Niña amada mía (English: My lovely girl) is a Mexican telenovela produced by Angelli Nesma for Televisa in 2003. It's an adaptation of the 1985 Venezuelan telenovela Las Amazonas.

On Monday, January 27, 2003, Canal de las Estrellas started broadcasting Niña amada mía weekdays at 8:00pm, replacing Así son ellas. The last episode was broadcast on Friday, June 27, 2003, with Velo de novia replacing it on Monday, June 30, 2003.

The series stars Karyme Lozano, Sergio Goyri, Mayrin Villanueva, Otto Sirgo, Ludwika Paleta and Julio Mannino.

Plot
Clemente Soriano prides himself on his wealth, power and family. He has three beautiful daughters, a young, beautiful wife, and loyal servants. He believes that his daughters, Isabela, Diana, and Carolina, only deserve the best. However, past the mask of a loving father lays the man who will do anything to gain what he wants. Even murder.

Octavio Uriarte and his mother Socorro have been the enemies of Clemente, since the birth of his first daughter. Both Uriartes are convinced that Clemente killed Octavio's brother, Servando, to gain possession of his ranch "La Noria" and his wife Isabella. But only Paz, the faithful maid and nanny of Clemente's daughters, and Pascual, the foreman of "La Noria", know the truth of what really happened between Clemente and Servando 28 years ago.

Isabella, the eldest of Clemente's daughters, is her father's pride and joy. She is prideful, and is ruthless in business, just like her father. She loves her father, and believes that her father's new wife, Karina, is only interested in the wealth and power she gains from her marriage.

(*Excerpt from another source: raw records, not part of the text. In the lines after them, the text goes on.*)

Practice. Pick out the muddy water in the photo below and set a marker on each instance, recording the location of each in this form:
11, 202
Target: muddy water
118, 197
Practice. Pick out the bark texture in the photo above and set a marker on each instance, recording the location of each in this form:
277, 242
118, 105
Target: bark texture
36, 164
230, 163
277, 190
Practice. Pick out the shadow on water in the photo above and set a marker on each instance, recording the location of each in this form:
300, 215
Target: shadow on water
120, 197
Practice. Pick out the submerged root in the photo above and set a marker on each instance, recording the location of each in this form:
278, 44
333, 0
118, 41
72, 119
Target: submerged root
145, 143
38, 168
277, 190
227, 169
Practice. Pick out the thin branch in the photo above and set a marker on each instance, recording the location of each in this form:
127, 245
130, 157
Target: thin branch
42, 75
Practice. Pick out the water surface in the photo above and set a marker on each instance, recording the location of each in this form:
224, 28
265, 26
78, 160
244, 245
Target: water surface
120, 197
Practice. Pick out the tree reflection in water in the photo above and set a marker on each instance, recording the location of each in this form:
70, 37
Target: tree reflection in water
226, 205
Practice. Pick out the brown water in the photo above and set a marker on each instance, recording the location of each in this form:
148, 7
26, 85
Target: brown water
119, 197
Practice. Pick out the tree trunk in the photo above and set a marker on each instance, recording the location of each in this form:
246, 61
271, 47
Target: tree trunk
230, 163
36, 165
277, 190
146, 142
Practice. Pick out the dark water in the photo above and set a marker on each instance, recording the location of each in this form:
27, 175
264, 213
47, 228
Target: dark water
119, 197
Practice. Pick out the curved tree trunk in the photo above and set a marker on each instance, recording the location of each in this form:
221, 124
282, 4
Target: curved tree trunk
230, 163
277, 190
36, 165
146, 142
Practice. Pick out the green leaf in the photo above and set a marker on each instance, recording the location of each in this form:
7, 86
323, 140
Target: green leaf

Isabella becomes engaged to Cesar the horse trainer in the Olympio, however she finds herself attracted to the new veterinarian Victor Izzaguirre. Victor Izaguirre, a well-known veterinarian who is not legally divorced from his estranged wife Consuelo, the mother of his two daughters: Ximena and Pili.

Because Isabella loves Victor, Karina decides to seduce him. Even though Victor loves Isabella very much, he falls in Karina's traps and Isabella, prideful like her father, refuses to hear him out and becomes engaged to Cesar once more. Isabella also has a parallel situation that has to do with her origins.

For her, it is painful to know the truth about her birth and her origin and she feels anger against Paz, her nanny, for having lied to her. In the end, Clemente accepts the truth in front of Isabella. Diana, the shyest of the sisters, returns home with a degree in architecture.

Without knowing her father's rivalry with Octavio Uriarte, she begins to work for his firm. Even after she finds out about the rivalry, she falls in love with Octavio, who used to be her professor when she studied architecture. At first, what separates the couple is the fact that they are from two rival families, and their age difference. The fact that Mauricio, protégé of Octavio, is also in love with Diana, adds up to the other two obstacles.

Even with all of these impediments, Diana gives herself to Octavio's love, but then realizes that the hate between the two families seems unsurmountable. Octavio, disillusioned with Diana, marries Mariana, his old girlfriend. But after so much impediments Diana and Octavio have a baby and end up together and engaged. Carolina, the youngest of the Soriano sisters, returns from her studies in the United States to rekindle her relationship with Rafael, a man who seems only interested in her fortune.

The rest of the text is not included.